The result is the unemployment rate tumbling two whole points in just the last six months!

Tight labor market? Sure, if you subjectively choose not to count the participation problem which has only gotten worse. Discretionary policy allows the Fed to merely ignore or rationalize this as it has been doing for more than a decade thus far.

Next to the unemployment rate, wages. I wrote about this data earlier this week with just this set of circumstances in mind. What I would add here is more and strongly compelling evidence of SRIRL in that data: hours as much as the stubborn labor force.

In my view, what you see above is due to clear labor hoarding including timing aspects (why published wage rates are way up but hours worked on the whole continue, like the labor force, to be frustratingly less than February 2020). Again, however, while I believe the FOMC is aware of these correlations and what they seem to indicate (not inflation), Powell’s group won’t necessarily care so long as the published data is helpful to further the taper narrative in the public mind.

Getting to that now requires completely dismissing the Big Shot of the labor data, the Star of the Show, the headline laypersons have been conditioned to almost exclusively rely upon for their quick take on what must be the economic condition.

Yes, the Establishment Survey missed badly for the second straight month – something we previewed just yesterday with ISM numbers as well as the day before looking into some recent discrepancies by way of JOLTS – but more than that has clearly decelerated since July.

You could assign a number of reasons for the second half of 2021 missing the pattern of past reopening rebounds (and not just in payrolls; these figures merely consistent with a rash of “growth scare” estimates here as well as overseas), whether COVID variants, politics of one kind or another, possibly, as I favor, macro pressures which do abound.

Either way, whatever your preferred explanation, two things seem pretty clear at this juncture: the labor market just might have cooled way down; and that won’t matter one bit to the FOMC which many months ago had cornered itself about taper.

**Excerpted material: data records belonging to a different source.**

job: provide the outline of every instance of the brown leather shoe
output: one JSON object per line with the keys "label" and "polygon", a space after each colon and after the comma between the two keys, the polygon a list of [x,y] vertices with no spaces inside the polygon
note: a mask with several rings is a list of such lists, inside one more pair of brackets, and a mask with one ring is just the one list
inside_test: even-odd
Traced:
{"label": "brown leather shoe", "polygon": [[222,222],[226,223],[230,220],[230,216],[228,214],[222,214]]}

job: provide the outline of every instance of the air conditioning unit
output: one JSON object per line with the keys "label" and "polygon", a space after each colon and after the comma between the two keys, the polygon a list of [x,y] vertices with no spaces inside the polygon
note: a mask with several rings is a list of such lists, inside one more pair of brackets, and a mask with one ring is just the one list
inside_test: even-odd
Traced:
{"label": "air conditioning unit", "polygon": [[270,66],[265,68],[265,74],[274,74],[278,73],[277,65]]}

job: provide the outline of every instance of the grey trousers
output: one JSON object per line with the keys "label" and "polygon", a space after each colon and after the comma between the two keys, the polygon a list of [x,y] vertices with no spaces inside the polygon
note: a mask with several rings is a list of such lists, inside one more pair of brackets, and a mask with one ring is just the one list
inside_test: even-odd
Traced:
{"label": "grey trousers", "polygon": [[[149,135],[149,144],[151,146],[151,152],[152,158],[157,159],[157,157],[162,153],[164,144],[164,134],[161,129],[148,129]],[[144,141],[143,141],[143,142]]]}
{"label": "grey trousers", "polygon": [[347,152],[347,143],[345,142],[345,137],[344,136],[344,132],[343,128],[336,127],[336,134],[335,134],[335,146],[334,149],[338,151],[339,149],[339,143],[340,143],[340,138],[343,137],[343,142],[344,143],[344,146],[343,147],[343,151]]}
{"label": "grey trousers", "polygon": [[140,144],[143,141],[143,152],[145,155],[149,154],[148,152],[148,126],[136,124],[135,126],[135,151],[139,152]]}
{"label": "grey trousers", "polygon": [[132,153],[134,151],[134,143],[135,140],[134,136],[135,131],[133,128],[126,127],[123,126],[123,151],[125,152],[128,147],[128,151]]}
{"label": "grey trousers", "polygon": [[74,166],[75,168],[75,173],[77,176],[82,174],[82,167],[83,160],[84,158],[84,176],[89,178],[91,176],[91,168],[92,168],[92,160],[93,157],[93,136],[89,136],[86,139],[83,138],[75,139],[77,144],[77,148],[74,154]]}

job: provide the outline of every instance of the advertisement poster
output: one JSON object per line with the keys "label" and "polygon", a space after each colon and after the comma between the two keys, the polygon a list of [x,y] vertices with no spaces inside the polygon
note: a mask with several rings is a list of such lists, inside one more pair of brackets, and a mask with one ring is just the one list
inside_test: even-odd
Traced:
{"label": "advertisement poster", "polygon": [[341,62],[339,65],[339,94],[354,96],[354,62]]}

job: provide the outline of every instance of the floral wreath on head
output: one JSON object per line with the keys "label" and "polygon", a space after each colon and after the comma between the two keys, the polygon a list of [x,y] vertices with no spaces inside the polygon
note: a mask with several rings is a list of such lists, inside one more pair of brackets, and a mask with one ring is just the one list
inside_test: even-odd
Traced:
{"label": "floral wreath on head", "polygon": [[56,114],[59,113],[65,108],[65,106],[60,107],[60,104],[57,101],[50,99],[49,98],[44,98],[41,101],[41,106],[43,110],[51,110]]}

Even if there was something else on the economic horizon, say a material “growth scare”, it’s too late for policymakers since they’d already painted themselves into a narrow corner months ago. If they don’t accelerate their QE taper now, they risk sending the wrong signals to the economy which everyone says verges on the edge of 1973.

That’s the last thing about discretionary policy and the non-money of it; the whole ball of wax is little more than psychology, a puppet show. It was never a very good one, either, even when it included the Star of the Show, the Establishment Survey. Now it doesn’t even have that much, at least not since July.

Taper away anyway, even if the economy really is on its growth scare path. No wonder Greenspan was such a complainer, and the bond market would “conundrum” seven years after Stanford. We might see that continue, too, for another round in ’22.

Taper rationalized into the short curve pressures, opposed by a growth scare factored in the opposite at the long end – even if nominal rates rise modestly in the meantime.